Seus progressos forma bastante rápidos e você já estava na seleção com 17 anos. Você estava pronta pra isso?



Na verdade não. Algumas jogadoras, mais velhas que eu eram mais lembradas e haviam começado antes no basquete também. Eu não acreditava que pudesse ser selecionada pra jogar nesse nível. Olhe só: com 13 anos, eu nunca tinha pego uma bola ou praticado um esporte!

Você acha que você é agora uma das atletas da base da seleção brasileira?

Só sei que sou mais nova que a maioria das jogadoras e que tenho a sorte e a oportunidade de jogar numa seleção como essa.

O que representa o basquete feminino no país do futebol e do Rei Pelé?

No começo, é verdade, não foi fácil para o basquete feminino. Mas como todos os grandes resultados, nosso esporte é mais respeitado e tem agora um espaço pequeno dentro do esporte nacional. Claro que comparado ao futebol, não é fácil competir, mas temos pessoas mantendo nosso esporte nas quadras.

Na sua carreira, quais foram as atletas que te impressionaram e as que você gostarim de jogar com ou contra?

Razija Mujanovic, com quem eu joguei 2 anos. Ela me ensinou muito, já que ela joga como pivô também. Claro que Janeth e Hortência também. No Bourges, eu gosto muito da Cathy Melain e da Yannick Souvré. São jogadoras inteligentes, que usam sua experiência para ajudar as novatas. Sempre presto atenção ao que elas dizem, porque seus conselhos são bons.
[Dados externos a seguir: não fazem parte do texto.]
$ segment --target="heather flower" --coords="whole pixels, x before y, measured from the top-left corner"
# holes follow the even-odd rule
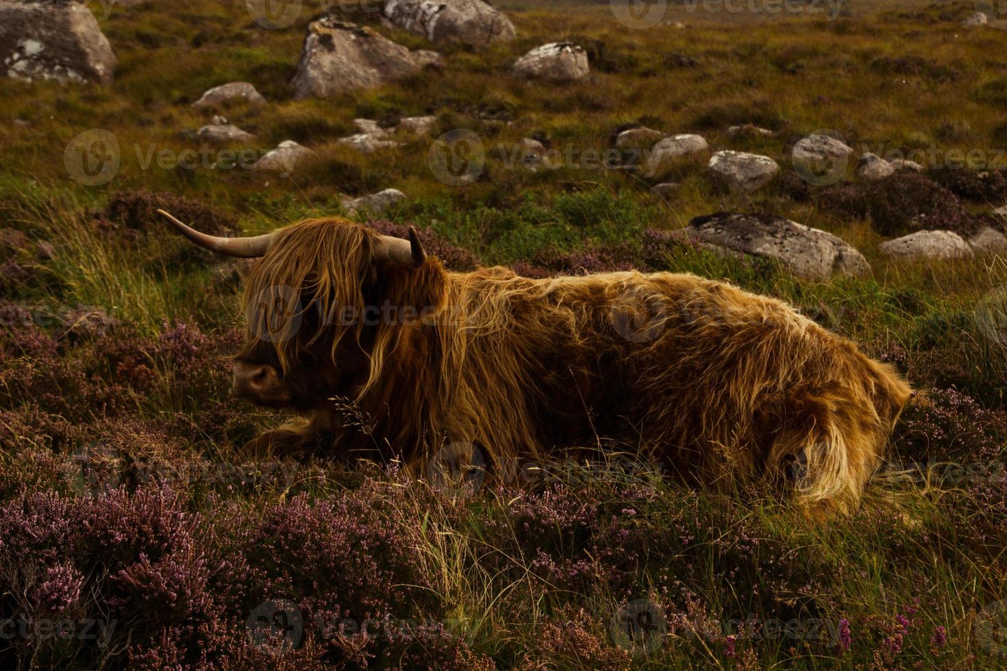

Fora o basquete, que outro esporte você teria feito?

Talvez o vôlei, mas nunca tentei.

Entre treinamentos e jogos, quais as diferenças entre Brasil e França?

No Brasil, você treina muito, mas em Bourges e na França, insistimos muito no aspecto físico. No Brasil, velocidade é o mais importante. Na França também, mas a técnica individual e coletiva é ainda mais importante. Já aprendi muito e adoro isso.

Você prefere a posição 4 ou 5?

Não há diferença pra mim. Gosto de jogar nas duas. Não há problema nenhum pra mim em ser escalada pra jogar nessas posições.


Quais são seus pontos fortes e os em que você precisa melhorar?

Odeio falar do meu próprio jogo. Acho que me esforço muito na defesa e na performance de arremessos. Na semana passada, fiz 139 cestas em 200 tentativas de meia distência durante os treinos. Mas eu tenho que aprender a usar mais meu potencial físico. Eu não o uso o bastante. Mas trabalho para isso.

Como é a sua relação com Boba Tuvic [a iugoslava Slobodanka Tuvic, companheira de Kelly no Bourges]?

Nós nos entendemos muito bem, Em Vilnius, durante uma partida da Euroliga, nós conseguimos acertar maneira correta de jogarmos juntas. Ficamos muito contentes.

Se Bourges fosse um time brasileiro, estaria apto a ganhar o título?

Acho que muito facilmente. Teria apenas que se adaptar a um outro jeito de jogar basquete.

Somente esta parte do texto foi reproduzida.